This article titled “Changes to benefit system will halt income growth for poorest, says report” was written by Phillip Inman Economics correspondent, for The Guardian on Wednesday 2nd March 2016 00.01 UTC
Government changes to the benefit system will bring to an end a period of strong income growth for the poorest households and push thousands of children back into poverty, according to a report.
Planned cuts to the welfare bill over the next five years will wipe out gains from higher wages and low inflation that have buoyed incomes across the board in recent years, says the research by the Institute for Fiscal Studies.
Families with more than two children will be the worst affected as the Department for Work and Pensions scales back support for larger families. The report forecasts that the proportion of children in relative poverty will rise by eight percentage points and those in absolute poverty by three percentage points by 2020-21, almost entirely as a result of increasing hardship among families with three or more children.
But the negative effects will go much wider, says the report, and hit the incomes of most low-income households.
It said that incomes near the top of the scale are projected to increase by 2.3% a year, while incomes near the bottom are expected to remain constant in real terms.
Among those on low incomes, pensioners will see a steady improvement in their incomes, running against the relatively worsening trend for children and working people.
James Browne, one of the authors of the report, said: “Following an historically slow recovery in living standards after the recession, stronger growth in household incomes at all income levels over the last two years will have been welcome news.
“For some, particularly the better off and pensioners, this is likely to continue over the next five years as earnings and state pensions grow more quickly than inflation. But the prospects are not so good for others, including large families with low incomes, who will bear the brunt of planned benefit cuts.”
The shadow chancellor, John McDonnell, said: “The alarming figures are that by the end of this Tory government one in four children will be living in relative poverty, with a rise to 2.6 million children living in absolute poverty. As the report clearly states, the government’s planned tax and benefit changes are a major reason for these rises in relative and absolute poverty over the next five years.”
A government spokesman said: “Living standards are now growing beyond pre-crisis levels and IFS analysis today predicts household incomes growing across the board, with young adults seeing particularly strong income growth.

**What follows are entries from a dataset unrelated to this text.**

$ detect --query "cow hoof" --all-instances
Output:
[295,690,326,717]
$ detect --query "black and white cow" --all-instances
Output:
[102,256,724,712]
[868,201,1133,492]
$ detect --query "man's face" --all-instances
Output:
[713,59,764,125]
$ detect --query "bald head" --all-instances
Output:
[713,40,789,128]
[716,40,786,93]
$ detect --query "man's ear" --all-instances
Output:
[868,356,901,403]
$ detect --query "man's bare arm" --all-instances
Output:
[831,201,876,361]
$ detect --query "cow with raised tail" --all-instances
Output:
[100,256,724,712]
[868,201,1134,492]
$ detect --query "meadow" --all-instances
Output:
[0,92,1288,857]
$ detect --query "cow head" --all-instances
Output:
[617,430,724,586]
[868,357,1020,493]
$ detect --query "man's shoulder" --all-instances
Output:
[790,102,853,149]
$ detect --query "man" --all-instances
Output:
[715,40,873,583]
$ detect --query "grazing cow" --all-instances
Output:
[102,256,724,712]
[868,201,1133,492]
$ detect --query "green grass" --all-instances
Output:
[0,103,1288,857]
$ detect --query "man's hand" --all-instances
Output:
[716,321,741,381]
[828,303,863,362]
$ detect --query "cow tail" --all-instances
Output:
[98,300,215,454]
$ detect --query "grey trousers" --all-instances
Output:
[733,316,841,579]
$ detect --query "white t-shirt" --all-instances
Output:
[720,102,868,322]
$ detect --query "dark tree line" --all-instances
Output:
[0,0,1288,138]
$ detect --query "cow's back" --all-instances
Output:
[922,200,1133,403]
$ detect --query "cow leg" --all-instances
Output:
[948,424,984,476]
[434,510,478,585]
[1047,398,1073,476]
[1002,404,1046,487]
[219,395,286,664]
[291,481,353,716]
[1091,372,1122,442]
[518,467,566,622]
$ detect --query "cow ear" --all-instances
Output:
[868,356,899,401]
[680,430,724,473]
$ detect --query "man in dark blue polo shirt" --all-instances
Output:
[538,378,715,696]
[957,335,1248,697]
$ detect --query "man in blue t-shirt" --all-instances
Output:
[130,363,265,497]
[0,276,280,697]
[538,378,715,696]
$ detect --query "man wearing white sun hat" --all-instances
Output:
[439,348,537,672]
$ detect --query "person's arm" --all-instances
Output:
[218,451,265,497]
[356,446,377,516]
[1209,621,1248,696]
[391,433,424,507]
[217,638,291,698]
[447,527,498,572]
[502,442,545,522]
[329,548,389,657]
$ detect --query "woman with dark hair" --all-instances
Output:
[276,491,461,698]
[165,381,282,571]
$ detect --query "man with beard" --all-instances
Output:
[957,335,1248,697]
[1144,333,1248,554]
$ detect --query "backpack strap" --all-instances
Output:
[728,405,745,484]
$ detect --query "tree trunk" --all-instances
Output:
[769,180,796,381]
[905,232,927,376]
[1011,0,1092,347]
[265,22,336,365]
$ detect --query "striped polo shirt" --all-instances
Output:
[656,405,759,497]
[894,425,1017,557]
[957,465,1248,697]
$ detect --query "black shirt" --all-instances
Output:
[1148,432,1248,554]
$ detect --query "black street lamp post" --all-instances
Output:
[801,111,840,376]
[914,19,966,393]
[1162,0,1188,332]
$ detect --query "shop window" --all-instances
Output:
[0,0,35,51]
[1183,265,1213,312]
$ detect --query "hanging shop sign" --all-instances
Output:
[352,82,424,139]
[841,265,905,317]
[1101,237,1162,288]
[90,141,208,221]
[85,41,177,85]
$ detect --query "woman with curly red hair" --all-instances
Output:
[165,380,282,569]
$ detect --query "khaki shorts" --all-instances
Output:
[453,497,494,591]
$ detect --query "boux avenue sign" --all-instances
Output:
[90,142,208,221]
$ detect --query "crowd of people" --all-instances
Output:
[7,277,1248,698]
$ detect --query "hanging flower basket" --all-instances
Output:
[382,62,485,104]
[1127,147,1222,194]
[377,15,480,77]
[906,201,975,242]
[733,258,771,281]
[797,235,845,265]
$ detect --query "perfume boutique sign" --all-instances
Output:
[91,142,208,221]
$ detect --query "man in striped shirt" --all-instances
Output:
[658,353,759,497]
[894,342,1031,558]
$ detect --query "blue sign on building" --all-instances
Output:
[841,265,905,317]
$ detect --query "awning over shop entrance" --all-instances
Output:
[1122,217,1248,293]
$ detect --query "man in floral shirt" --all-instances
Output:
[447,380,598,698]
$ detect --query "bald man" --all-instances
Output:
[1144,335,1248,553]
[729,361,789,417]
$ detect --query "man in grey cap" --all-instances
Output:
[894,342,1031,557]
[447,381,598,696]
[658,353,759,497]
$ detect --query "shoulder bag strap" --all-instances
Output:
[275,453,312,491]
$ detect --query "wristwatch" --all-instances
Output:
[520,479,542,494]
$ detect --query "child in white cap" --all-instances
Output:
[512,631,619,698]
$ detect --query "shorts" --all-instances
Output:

“The IFS also say absolute poverty is falling with strong rises in employment helping incomes at the bottom of the distribution keep pace with those at the middle – and this is even before the new ‘national living wage’ comes into effect this April.
“But as the chancellor has said, we need to show resolve in delivering reforms to improve our productivity which is the only way to deliver sustained rises in living standards. At a time of global economic turbulence and heightened risk this means we must stick to the plan to build our resilience and deliver economic security for working families.”
The report measures the incomes of households, after deducting taxes and adding on state benefits and tax credits, taking into account how homes of different sizes and compositions have different needs.
It found that incomes are likely to continue growing for many households as earnings rise faster than inflation. However, the pace of growth, which hit 3.5% last summer, will be relatively slow with median income increasing at an annual average of 1.5% between 2015–16 and 2020–21.
It added: “Even so, by 2020–21 we project that income inequality will be little changed over the 13 years from 2007–08 as a whole.”
The IFS has forecast that those households with incomes that are 10 percentage points above the very lowest earners will see an 8% gain from 2007–08 to 2020-21 and those households with incomes 10 percentage points below the highest earners will gain 8.9%.